Der „Annapurna-Circuit“ – eine Umrundung des über 8000 Meter hohen Himalaya-Massivs der Annapurna, und vorbei an zwei weiteren Achttausendern (Manaslu und Daulagiri) – gilt seit vielen Jahren als eine der schönsten Wanderrouten der Welt. Ob aber wir zwei kleinen Stadtkinder – untrainiert, kaum erfahren, schlecht ausgerüstet, aber wenigstens gut im Futter – dieser großen Aufgabe gewachsen wären, galt es erst festzustellen. Sicherheitshalber haben wir uns entschieden, es entgegen sehr lieb gemeinter Ratschläge ohne Gruppe, ohne Guide und ohne Träger anzugehen, dafür unsere Rucksäcke mit 10 und 15kg viel zu voll zu packen… dumm! Auch der Monsun war bereits im Anrollen, eine Jahreszeit, die mit sintflutartigen Regenfällen, Unwettern, Muren, sogar mit Horden an Blutegeln Trekkern das Leben schwer machen kann.
Eines sei vor unserem kleinen Bericht gleich vorweggenommen: Durch keine Fotos oder bewegten Bilder und durch keine Worte lassen sich die Vielfalt und die atemberaubende Schönheit dieser Landschaft ansatzweise näherbringen. Das muss man erleben!
Unsere Annapurna-Runde in Zahlen und Fakten:
Dauer: 21 Tage
Start: Besi Sahar, Seehöhe 780m
Ende: Birethanti, Seehöhe 1070
Distanz samt aller Side-Treks und Abstecher: ca. 300km
Höchster Punkt: Thorung La Pass auf 5416m
Reine Wanderstunden: 161
In verschiedenen Betten geschlafen: 19
Hunde gestreichelt: 47
Vorabkkosten/Permits: 32€/Person
Unsere laufenden Kosten (Unterbringung, Verpflegung, etc.): 9€ je Person und Tag
Da der schon erwähnte, viel Regen bringende Südwest-Monsun in Nepal mit Juni erwartet wird, und er auch heuer bereits seine ersten Vorboten ausgesandt hatte, beeilten wir uns in Kathmandu und Pokhara alle Vorbereitungen zu treffen und fehlendes Equipment einzukaufen. Das geht in Nepal auch recht einfach und äußerst günstig. Zwar ist die fast geschenkte Billigware auch oft nach wenigen Tagen akuter Materialschwäche erlegen, im Prinzip aber perfekt für Rucksack-Reisende, die naturgemäß ihre liebe Not haben, für Meereshöhen von -20 bis 5500 Meter ausgerüstet zu sein, und von der Taucher- bis zur Gletscherbrille alles dabei zu haben.

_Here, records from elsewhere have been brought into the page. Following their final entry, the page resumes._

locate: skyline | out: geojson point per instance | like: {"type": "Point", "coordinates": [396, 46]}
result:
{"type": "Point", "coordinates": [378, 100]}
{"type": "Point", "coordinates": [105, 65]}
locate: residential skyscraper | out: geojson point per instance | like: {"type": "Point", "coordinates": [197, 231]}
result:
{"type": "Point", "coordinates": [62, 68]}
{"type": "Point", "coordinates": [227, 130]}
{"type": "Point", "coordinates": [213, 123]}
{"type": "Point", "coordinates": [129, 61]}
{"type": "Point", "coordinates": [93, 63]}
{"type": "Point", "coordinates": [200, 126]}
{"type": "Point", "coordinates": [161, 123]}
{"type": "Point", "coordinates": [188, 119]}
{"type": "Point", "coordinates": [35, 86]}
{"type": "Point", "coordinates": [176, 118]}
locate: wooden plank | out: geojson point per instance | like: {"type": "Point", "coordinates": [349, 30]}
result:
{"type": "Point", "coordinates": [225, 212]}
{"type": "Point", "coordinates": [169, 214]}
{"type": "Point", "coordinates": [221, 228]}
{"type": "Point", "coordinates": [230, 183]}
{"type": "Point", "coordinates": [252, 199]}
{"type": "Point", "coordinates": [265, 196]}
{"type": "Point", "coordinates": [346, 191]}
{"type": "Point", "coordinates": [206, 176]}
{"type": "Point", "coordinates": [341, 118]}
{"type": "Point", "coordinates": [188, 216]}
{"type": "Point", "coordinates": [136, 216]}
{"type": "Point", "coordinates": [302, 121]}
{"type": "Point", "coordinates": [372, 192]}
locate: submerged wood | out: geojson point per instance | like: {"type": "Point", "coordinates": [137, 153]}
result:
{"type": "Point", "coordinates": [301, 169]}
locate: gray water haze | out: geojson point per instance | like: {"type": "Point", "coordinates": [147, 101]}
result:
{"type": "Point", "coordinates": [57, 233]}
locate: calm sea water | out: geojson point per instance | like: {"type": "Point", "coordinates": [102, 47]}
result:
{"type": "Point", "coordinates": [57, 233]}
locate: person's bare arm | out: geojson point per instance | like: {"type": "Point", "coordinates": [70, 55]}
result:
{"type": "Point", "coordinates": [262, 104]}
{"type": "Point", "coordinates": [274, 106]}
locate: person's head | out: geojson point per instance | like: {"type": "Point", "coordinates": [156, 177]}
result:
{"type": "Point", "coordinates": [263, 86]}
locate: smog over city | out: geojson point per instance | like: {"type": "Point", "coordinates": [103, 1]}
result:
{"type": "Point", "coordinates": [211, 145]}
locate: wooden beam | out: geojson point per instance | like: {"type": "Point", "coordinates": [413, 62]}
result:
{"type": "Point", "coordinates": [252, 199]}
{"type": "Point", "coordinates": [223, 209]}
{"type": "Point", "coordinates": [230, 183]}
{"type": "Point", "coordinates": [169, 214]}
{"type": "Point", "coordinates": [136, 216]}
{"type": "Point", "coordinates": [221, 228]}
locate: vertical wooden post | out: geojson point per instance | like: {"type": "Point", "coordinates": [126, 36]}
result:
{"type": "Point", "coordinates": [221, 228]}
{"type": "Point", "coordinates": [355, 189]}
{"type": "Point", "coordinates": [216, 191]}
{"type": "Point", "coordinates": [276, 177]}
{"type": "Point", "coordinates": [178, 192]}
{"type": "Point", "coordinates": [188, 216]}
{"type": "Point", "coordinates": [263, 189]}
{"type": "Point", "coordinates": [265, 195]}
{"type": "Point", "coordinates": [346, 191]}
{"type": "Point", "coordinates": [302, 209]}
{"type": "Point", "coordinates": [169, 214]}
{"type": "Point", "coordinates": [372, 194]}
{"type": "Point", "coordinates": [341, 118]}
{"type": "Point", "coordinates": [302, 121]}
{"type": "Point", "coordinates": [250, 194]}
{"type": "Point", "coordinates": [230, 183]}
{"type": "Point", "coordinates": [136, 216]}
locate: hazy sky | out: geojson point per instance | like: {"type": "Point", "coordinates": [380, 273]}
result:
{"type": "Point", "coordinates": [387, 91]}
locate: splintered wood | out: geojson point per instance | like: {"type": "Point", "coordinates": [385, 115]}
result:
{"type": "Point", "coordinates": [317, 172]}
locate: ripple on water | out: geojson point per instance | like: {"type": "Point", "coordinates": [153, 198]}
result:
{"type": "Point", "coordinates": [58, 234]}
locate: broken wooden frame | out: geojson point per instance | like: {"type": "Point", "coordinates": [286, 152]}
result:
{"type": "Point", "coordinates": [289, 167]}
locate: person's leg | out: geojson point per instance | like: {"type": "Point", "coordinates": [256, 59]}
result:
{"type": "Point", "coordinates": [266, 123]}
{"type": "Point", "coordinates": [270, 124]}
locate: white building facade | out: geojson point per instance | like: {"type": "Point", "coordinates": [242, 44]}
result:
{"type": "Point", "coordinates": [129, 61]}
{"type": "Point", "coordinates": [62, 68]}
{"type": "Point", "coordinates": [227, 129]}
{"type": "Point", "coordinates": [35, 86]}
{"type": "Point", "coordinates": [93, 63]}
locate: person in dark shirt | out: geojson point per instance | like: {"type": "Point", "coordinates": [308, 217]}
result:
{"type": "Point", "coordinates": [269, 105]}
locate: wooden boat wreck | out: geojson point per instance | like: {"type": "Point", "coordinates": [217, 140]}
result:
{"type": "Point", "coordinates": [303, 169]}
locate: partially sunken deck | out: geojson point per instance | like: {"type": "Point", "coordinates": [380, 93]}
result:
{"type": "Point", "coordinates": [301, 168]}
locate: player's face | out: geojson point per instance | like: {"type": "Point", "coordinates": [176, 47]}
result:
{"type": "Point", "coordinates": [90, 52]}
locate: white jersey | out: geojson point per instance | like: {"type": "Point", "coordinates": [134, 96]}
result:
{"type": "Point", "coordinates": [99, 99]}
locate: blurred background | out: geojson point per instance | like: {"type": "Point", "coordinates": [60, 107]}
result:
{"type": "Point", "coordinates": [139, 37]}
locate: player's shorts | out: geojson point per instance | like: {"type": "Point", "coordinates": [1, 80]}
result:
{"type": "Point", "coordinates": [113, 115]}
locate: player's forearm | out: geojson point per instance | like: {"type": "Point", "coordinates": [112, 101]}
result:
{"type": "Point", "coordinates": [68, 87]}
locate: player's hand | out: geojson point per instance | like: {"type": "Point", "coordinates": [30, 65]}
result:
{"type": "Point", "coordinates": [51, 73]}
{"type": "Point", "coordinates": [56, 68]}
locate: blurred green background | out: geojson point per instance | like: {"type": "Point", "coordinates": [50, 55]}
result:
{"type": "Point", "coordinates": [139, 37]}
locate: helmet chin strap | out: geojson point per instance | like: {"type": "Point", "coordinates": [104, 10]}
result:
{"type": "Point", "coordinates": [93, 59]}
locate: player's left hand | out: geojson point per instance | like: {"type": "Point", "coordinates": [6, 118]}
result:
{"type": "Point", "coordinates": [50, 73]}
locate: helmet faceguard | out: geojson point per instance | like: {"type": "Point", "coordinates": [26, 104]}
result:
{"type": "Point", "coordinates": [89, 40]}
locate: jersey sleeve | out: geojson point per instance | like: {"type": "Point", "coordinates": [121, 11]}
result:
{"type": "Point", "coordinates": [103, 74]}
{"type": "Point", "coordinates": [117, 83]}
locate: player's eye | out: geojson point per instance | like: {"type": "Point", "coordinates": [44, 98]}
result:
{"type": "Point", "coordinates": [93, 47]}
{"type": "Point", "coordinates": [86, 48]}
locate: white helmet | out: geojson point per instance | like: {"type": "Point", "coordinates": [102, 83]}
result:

Apropo: Das Packen der Trekking-Rucksäcke ist dann schon die erste große Herausforderung… während das Hauptgepäck nämlich zur Aufbewahrung für Wochen in einer Unterkunft zurück bleibt, gilt es buchstäblich abzuwägen, was mit uns in die Berge darf – und damit Platz braucht und auch selbst geschleppt werden muss – so wollten wir das ja haben. Und mit dickem Winterschlafsack und Daunenjacke ist da schon die Hälfte der Auslastung erreicht.
Zumindest auf Zelt/Biwak, Matten und Kocher lässt sich auf Grund einer Besonderheit der Annapurna-Runde verzichten: Trotz ihrer Exponiertheit und Höhe nämlich, lassen sich sämtliche Tages-Etappen so planen, dass man sie in einer der zahlreichen meist kleineren, gelegentlich auch größeren Ortschaften beendet. Und in diesen wiederrum befinden sich sogenannte Teehäuser – traditionelle Herbergen, die – auch schon lange bevor westliche Touristen die Gegend betreten haben – den Reisenden zwar einfache, aber praktisch kostenlose Schlafplätze anbieten. Im Gegenzug sollten Abendessen und Frühstück – davon braucht man während des Trekkens reichlich – in diesen Teehäusern konsumiert werden.
An unserm 4. Tag in Nepal war es dann endich soweit, und wir quetschten uns Frühmorgens in den lokalen Holper-Bus nach Besi Sahar, dem Ausgangspunkt der Annapurna-Runde. Für die ca. 40km Luftlinie braucht der Bus auf Nepals Straßen gute 5 Stunden, entsprechend gerädert erreicht man dann auch den in der subtropischen Zone gelegenen Start der Wanderung zur Mittagszeit, was zu dieser Jahreszeit kurz vor dem Monsun etwa 35 Grad im Schatten und die Luftfeuchtigkeit einer Gewitterwolke vor dem Abregnen bedeutet. Doch da mussten wir jetzt durch. Noch die Permits kontrolliert, die Wasserflaschen gefüllt, unsere 15 und 10kg Last zum erbaulichen Vergnügen der zuvor höflich abgelehnten Sherpas geschultert und los ging es. Und zwar genau 100 Meter weit, zum Glück bergab, um die erste Kurve in den Dschungel, damit außer Sicht und dann die erste Pause… wir konnten nicht mehr 🙂
Wir haben uns also weiter geschleppt, die erste, ohnehin nur halbe Etappe noch ein wenig verkürzt und hatten auch die nächsten Tage noch sehr mit der ungewohnten Belastung zu kämpfen. Doch die wunderschöne Route, die uns von nun an hinauf durch die unterschiedlichsten Klimazonen und durch eine mit diesen Zonen stets wechselnde Fauna und Flora führte, entschädigte uns von Beginn an für sämtliche Strapazen und Entbehrungen. Und an diesem Umstand sollte sich für die nächsten drei Wochen bis zu unserer Rückkehr nach Pokhara nichts mehr ändern. Jeder Tag brachte uns einzigartige Erlebnisse, neue Bilder und Eindrücke, neue noch größere Herausforderungen, aber Schritt für Schritt auch ein wenig mehr an Kraft, Routine und Kondition – und ganz nebenbei mit der gewonnenen Höhe auch ein zunehmend angenehmeres und wandertauglicheres Klima.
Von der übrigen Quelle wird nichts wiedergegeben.